From the Copernicus Program Climate Change Service:
Globally, October was 0.69°C warmer than the average October from 1981-2010, making it by a narrow margin the warmest October in this data record. Europe generally saw above-average temperatures, with the exception of most of the north and north-west of the continent. Temperatures were much above average in large parts of the Arctic, while much of western USA and Canada experienced much below average temperatures.
October temperatures in 2019 were above the 1981-2010 average for most of Europe, especially so in the east and south-east. Below-average temperatures occurred over most of the north and north-west of the continent.
Elsewhere, temperatures over the northern hemispheric land masses were markedly above average over parts of the Arctic, over the eastern USA and Canada, and over the Middle East and much of North Africa and Russia.
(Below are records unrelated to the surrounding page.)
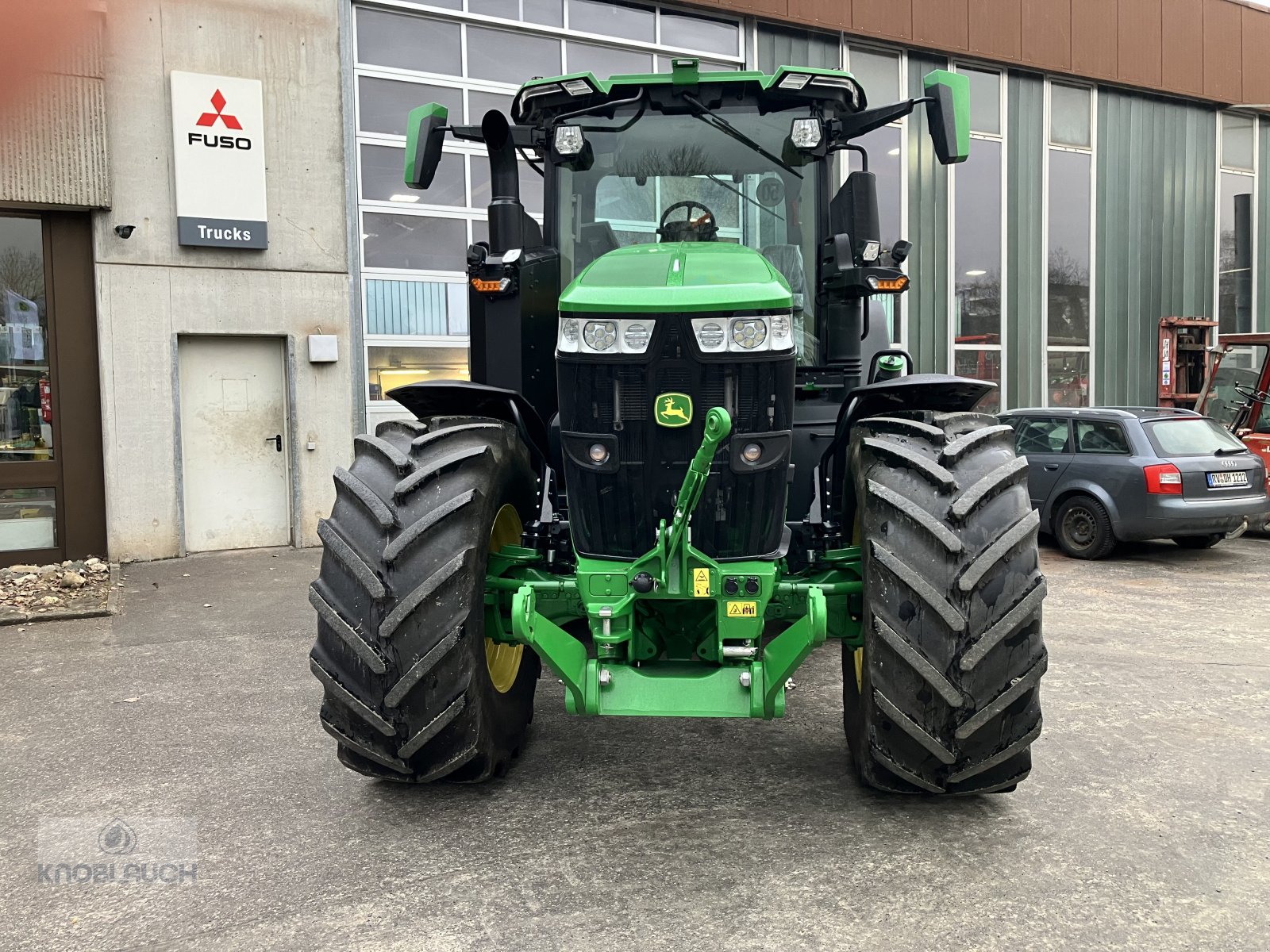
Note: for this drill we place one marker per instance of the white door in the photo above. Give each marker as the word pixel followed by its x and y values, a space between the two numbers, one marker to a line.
pixel 234 442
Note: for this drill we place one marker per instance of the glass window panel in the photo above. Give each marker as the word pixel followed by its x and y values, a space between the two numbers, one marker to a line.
pixel 1068 378
pixel 383 106
pixel 480 103
pixel 507 10
pixel 977 278
pixel 1098 437
pixel 611 21
pixel 511 57
pixel 383 178
pixel 406 306
pixel 605 61
pixel 1068 116
pixel 984 101
pixel 878 74
pixel 531 186
pixel 1068 279
pixel 414 241
pixel 387 367
pixel 981 365
pixel 549 13
pixel 408 42
pixel 25 381
pixel 1235 255
pixel 691 32
pixel 664 65
pixel 29 520
pixel 1237 141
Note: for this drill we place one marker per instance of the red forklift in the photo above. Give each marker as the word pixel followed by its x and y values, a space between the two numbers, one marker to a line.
pixel 1237 391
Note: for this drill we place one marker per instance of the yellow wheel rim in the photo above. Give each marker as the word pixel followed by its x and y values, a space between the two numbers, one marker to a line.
pixel 502 659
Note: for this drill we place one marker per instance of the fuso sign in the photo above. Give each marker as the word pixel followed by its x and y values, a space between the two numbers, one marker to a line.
pixel 217 126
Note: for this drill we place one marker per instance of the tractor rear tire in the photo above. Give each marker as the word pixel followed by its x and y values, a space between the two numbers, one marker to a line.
pixel 943 697
pixel 410 693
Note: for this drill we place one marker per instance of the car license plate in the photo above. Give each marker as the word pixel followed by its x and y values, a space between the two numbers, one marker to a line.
pixel 1221 480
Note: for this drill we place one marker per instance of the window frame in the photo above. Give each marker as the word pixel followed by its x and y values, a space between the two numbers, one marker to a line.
pixel 1092 152
pixel 1217 220
pixel 1001 348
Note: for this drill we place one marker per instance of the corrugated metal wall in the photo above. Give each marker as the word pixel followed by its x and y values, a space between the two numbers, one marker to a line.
pixel 52 137
pixel 927 302
pixel 1026 263
pixel 1155 232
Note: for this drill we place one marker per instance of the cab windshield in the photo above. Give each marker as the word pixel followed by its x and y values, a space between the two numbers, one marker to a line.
pixel 1240 366
pixel 677 178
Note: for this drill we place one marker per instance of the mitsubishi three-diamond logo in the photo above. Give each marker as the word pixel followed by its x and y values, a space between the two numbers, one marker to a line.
pixel 219 106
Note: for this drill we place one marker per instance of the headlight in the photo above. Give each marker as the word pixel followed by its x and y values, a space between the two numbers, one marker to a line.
pixel 781 330
pixel 749 333
pixel 635 336
pixel 568 340
pixel 709 333
pixel 600 336
pixel 806 133
pixel 568 140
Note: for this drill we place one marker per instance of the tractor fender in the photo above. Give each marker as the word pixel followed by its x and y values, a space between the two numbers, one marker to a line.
pixel 1080 488
pixel 456 397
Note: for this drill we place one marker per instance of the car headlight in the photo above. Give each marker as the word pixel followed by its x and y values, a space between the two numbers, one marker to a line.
pixel 749 334
pixel 600 336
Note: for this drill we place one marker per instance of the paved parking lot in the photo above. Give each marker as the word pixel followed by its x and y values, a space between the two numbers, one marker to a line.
pixel 1146 822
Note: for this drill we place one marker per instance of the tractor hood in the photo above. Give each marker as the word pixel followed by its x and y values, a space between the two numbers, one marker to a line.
pixel 677 277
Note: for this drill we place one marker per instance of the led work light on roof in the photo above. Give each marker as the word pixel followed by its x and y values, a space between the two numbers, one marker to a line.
pixel 806 133
pixel 568 140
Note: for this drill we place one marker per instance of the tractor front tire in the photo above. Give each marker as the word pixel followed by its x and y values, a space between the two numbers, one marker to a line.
pixel 943 697
pixel 413 689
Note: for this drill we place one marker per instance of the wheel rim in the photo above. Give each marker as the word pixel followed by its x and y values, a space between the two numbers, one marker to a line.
pixel 1080 527
pixel 503 660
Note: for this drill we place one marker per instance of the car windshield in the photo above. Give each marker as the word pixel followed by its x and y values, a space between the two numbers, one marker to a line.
pixel 1191 436
pixel 1240 366
pixel 645 163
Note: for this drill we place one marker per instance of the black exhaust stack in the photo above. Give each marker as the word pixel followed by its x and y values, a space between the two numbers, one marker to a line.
pixel 506 213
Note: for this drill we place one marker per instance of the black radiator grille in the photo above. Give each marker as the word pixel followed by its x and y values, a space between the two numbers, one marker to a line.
pixel 616 513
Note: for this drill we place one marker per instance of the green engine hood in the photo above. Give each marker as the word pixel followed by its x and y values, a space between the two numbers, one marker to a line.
pixel 683 276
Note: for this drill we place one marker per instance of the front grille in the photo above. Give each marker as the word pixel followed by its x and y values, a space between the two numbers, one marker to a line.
pixel 616 513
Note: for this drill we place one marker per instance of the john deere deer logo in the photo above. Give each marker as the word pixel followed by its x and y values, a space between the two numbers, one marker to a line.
pixel 673 409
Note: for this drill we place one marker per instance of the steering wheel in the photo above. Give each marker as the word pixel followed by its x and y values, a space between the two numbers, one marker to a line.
pixel 1253 395
pixel 702 228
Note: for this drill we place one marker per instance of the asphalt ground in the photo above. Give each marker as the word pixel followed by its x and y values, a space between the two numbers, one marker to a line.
pixel 194 717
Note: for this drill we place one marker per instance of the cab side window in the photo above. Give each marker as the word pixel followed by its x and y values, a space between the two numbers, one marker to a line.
pixel 1099 437
pixel 1041 435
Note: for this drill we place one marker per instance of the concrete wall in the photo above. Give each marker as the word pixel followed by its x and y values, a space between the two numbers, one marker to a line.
pixel 152 290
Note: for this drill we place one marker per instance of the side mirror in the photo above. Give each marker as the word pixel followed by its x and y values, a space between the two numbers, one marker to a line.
pixel 948 114
pixel 425 132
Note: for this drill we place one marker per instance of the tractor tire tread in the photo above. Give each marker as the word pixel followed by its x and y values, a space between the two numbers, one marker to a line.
pixel 949 698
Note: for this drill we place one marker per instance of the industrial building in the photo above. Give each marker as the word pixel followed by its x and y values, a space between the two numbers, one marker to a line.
pixel 214 274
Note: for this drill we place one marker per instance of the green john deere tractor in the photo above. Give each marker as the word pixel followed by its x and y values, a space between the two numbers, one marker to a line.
pixel 687 456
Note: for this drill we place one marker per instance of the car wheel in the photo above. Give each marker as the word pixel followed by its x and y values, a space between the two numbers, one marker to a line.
pixel 1198 541
pixel 1083 528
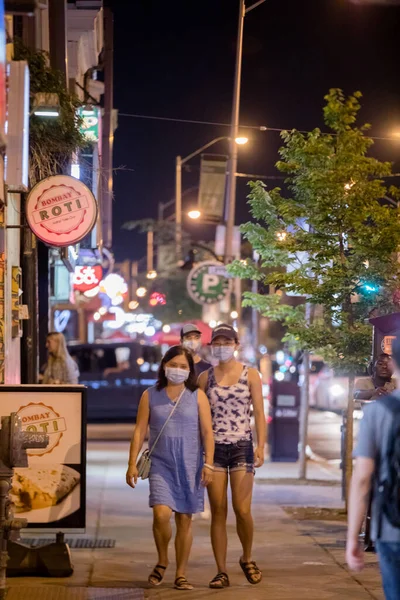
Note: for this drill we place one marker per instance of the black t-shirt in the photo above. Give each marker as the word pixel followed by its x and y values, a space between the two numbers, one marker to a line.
pixel 201 366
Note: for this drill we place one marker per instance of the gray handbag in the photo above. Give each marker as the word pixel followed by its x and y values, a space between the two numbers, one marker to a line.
pixel 143 465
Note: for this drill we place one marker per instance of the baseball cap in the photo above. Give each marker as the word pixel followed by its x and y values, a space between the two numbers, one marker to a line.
pixel 189 328
pixel 226 331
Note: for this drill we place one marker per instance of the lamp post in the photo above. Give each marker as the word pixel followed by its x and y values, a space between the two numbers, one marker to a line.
pixel 231 176
pixel 238 140
pixel 178 191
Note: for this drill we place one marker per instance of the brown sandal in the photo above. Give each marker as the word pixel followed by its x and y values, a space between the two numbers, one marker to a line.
pixel 251 571
pixel 155 574
pixel 220 581
pixel 181 583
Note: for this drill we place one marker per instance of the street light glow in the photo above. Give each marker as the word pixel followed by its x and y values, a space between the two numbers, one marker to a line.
pixel 46 113
pixel 141 292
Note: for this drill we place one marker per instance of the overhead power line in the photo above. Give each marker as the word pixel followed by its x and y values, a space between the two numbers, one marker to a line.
pixel 217 124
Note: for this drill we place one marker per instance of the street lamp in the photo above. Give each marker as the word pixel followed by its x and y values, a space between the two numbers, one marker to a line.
pixel 237 140
pixel 231 179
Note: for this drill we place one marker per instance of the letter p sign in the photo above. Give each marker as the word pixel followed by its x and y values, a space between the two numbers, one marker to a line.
pixel 210 283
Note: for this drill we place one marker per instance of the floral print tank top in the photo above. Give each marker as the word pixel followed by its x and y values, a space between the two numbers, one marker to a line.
pixel 230 409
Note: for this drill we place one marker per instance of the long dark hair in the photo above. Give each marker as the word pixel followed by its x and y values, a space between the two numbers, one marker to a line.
pixel 162 381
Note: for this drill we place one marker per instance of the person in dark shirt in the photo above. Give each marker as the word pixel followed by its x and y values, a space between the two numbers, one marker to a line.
pixel 191 340
pixel 379 384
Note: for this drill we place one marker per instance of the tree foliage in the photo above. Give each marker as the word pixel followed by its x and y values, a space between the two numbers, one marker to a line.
pixel 52 142
pixel 334 241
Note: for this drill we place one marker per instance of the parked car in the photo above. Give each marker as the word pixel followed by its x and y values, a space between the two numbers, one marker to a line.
pixel 116 375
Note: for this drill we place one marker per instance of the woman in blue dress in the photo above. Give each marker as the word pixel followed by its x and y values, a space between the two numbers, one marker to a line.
pixel 182 460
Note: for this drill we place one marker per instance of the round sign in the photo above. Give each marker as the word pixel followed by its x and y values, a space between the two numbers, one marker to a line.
pixel 61 210
pixel 208 283
pixel 40 418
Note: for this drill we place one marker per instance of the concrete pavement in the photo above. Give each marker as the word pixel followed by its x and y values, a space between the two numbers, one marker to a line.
pixel 302 560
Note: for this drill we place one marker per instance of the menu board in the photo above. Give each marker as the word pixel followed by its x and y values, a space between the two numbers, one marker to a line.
pixel 51 492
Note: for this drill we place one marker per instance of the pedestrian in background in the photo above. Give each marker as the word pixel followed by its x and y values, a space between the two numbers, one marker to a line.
pixel 179 471
pixel 377 470
pixel 380 383
pixel 61 367
pixel 191 340
pixel 232 390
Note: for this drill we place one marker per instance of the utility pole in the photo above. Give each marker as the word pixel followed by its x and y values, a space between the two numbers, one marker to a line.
pixel 233 153
pixel 107 125
pixel 30 284
pixel 305 394
pixel 178 208
pixel 150 251
pixel 58 36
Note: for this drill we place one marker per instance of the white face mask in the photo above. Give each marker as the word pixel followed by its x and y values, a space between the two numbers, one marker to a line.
pixel 223 353
pixel 176 376
pixel 192 345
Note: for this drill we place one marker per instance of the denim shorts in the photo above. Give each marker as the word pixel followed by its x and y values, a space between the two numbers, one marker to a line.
pixel 238 456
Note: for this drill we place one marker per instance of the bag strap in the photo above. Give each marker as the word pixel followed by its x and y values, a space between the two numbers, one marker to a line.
pixel 167 421
pixel 392 403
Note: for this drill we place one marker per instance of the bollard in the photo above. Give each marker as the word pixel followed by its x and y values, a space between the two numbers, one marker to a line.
pixel 343 430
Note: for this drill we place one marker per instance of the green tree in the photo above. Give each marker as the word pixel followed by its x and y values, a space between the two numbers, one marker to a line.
pixel 52 142
pixel 332 242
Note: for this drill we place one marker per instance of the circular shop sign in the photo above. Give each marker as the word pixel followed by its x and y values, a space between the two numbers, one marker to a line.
pixel 208 283
pixel 40 418
pixel 61 210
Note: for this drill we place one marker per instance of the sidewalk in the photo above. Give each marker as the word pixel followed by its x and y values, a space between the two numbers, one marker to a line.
pixel 299 559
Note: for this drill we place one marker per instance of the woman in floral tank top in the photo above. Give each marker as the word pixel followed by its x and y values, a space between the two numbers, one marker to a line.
pixel 233 390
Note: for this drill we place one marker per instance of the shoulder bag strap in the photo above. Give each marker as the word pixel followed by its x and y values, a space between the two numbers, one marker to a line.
pixel 391 403
pixel 167 421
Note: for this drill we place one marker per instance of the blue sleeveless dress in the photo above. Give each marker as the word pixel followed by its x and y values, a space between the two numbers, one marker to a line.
pixel 177 460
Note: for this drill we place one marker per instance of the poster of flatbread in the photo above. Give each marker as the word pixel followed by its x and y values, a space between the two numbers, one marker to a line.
pixel 50 493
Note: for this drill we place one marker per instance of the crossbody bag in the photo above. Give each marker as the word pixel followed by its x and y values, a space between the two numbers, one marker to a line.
pixel 143 465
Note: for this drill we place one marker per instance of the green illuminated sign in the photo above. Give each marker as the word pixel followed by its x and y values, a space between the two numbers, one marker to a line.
pixel 90 122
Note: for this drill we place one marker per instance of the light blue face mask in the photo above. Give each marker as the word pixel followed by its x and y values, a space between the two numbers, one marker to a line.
pixel 223 353
pixel 176 376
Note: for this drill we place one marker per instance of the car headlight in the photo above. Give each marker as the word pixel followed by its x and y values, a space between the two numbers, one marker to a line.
pixel 337 390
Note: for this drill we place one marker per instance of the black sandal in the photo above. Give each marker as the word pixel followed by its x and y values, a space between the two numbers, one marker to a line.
pixel 181 583
pixel 220 581
pixel 155 574
pixel 251 571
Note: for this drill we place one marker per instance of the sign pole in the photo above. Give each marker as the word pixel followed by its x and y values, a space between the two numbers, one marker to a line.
pixel 30 348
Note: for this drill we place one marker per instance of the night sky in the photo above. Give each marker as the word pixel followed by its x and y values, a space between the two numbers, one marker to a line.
pixel 176 59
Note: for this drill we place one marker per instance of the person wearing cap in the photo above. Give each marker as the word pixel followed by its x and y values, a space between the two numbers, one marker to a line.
pixel 191 340
pixel 233 390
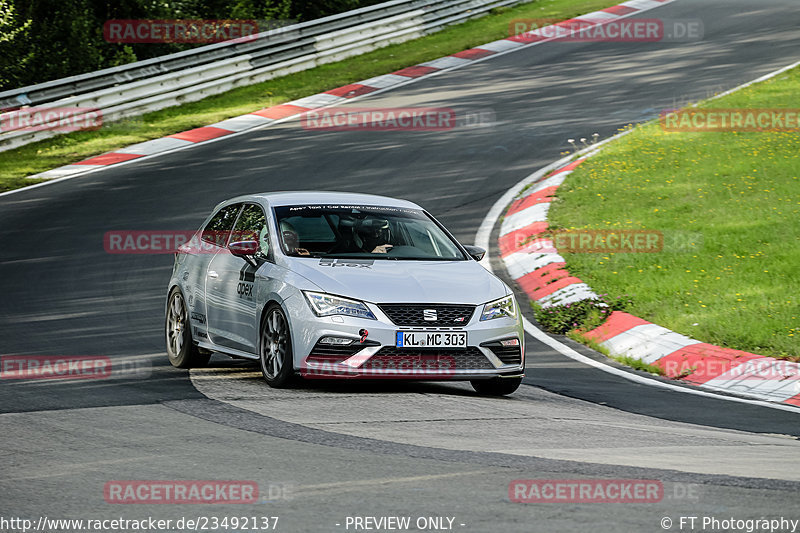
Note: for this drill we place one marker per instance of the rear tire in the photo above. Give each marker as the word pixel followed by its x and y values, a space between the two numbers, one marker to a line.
pixel 275 348
pixel 181 350
pixel 496 386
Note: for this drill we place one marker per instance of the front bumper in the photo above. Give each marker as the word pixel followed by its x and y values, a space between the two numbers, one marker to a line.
pixel 376 356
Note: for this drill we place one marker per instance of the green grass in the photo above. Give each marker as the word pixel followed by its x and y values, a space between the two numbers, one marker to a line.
pixel 66 149
pixel 735 197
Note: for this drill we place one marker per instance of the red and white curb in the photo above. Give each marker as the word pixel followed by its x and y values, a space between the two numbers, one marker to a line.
pixel 351 92
pixel 534 263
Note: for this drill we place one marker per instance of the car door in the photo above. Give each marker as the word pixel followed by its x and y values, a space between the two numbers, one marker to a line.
pixel 212 239
pixel 231 289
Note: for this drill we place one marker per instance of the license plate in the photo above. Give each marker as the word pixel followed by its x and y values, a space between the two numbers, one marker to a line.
pixel 431 339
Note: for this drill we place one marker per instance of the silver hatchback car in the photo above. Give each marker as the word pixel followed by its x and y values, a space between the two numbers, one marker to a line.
pixel 328 285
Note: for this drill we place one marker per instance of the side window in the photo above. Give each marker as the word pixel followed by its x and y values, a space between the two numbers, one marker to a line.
pixel 252 226
pixel 219 227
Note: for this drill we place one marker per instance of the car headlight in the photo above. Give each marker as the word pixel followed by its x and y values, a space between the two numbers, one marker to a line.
pixel 326 305
pixel 505 306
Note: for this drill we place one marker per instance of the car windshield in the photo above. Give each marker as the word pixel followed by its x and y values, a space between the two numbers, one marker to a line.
pixel 365 232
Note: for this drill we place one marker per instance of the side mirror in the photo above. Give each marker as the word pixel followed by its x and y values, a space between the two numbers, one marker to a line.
pixel 475 252
pixel 245 249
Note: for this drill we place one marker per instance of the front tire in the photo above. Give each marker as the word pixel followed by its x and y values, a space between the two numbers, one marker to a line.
pixel 181 349
pixel 496 386
pixel 275 348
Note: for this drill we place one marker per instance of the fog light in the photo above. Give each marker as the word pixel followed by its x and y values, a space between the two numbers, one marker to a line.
pixel 336 341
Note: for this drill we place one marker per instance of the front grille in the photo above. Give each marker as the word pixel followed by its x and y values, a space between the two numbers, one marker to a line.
pixel 510 355
pixel 390 357
pixel 414 314
pixel 332 352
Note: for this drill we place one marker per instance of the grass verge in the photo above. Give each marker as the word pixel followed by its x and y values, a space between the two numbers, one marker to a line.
pixel 70 148
pixel 734 199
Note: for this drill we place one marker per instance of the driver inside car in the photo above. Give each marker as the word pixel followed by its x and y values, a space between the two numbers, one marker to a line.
pixel 373 235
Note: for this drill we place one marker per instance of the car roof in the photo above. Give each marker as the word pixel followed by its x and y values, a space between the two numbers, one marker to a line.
pixel 276 199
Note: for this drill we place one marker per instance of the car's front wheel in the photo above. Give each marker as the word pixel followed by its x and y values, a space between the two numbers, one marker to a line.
pixel 496 386
pixel 275 348
pixel 181 350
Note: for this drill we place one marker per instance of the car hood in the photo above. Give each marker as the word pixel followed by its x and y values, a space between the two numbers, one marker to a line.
pixel 386 281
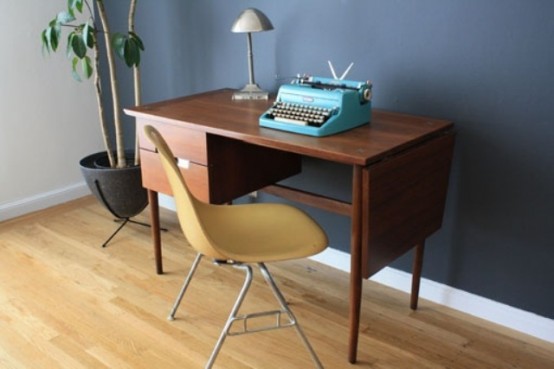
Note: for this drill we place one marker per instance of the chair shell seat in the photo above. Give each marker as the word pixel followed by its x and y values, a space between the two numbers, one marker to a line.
pixel 240 232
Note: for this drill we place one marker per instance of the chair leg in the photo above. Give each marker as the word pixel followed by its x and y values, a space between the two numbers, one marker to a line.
pixel 233 314
pixel 282 302
pixel 184 287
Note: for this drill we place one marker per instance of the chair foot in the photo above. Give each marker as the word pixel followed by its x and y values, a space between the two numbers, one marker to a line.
pixel 186 283
pixel 284 306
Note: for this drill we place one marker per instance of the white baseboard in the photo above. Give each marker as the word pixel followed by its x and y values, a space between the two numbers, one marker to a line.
pixel 42 201
pixel 507 316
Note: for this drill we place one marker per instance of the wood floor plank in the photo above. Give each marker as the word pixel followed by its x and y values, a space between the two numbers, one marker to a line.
pixel 66 302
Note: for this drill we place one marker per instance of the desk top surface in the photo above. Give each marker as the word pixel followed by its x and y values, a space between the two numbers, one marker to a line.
pixel 215 112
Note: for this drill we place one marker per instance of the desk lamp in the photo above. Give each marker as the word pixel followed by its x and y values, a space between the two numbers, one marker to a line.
pixel 251 20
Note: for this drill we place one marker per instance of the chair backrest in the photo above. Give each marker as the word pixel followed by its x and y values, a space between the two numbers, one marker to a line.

Temperatures were likewise well above average over southern Brazil, southern Africa, western and southern Australia, and most of eastern Antarctica.
Temperatures over land were substantially below average over a region encompassing much of the western USA and Canada. They were also below average in parts of tropical Africa and Antarctica, and to a lesser degree over several other regions.
Regions of below-average temperature occurred over all major oceans, including the tropical eastern Pacific and the ice-covered Weddell Sea. Air temperatures over sea were nevertheless predominantly higher than average, especially so over several Arctic and Antarctic seas and over the north-eastern Pacific Ocean.
Global temperatures were substantially above average in October 2019. The month was:
0.69°C warmer than the average October from 1981-2010, making it by a narrow margin the warmest October in this data record; an insignificant 0.01°C warmer than October 2015, the second warmest October; 0.09°C warmer than October 2017, the third warmest October.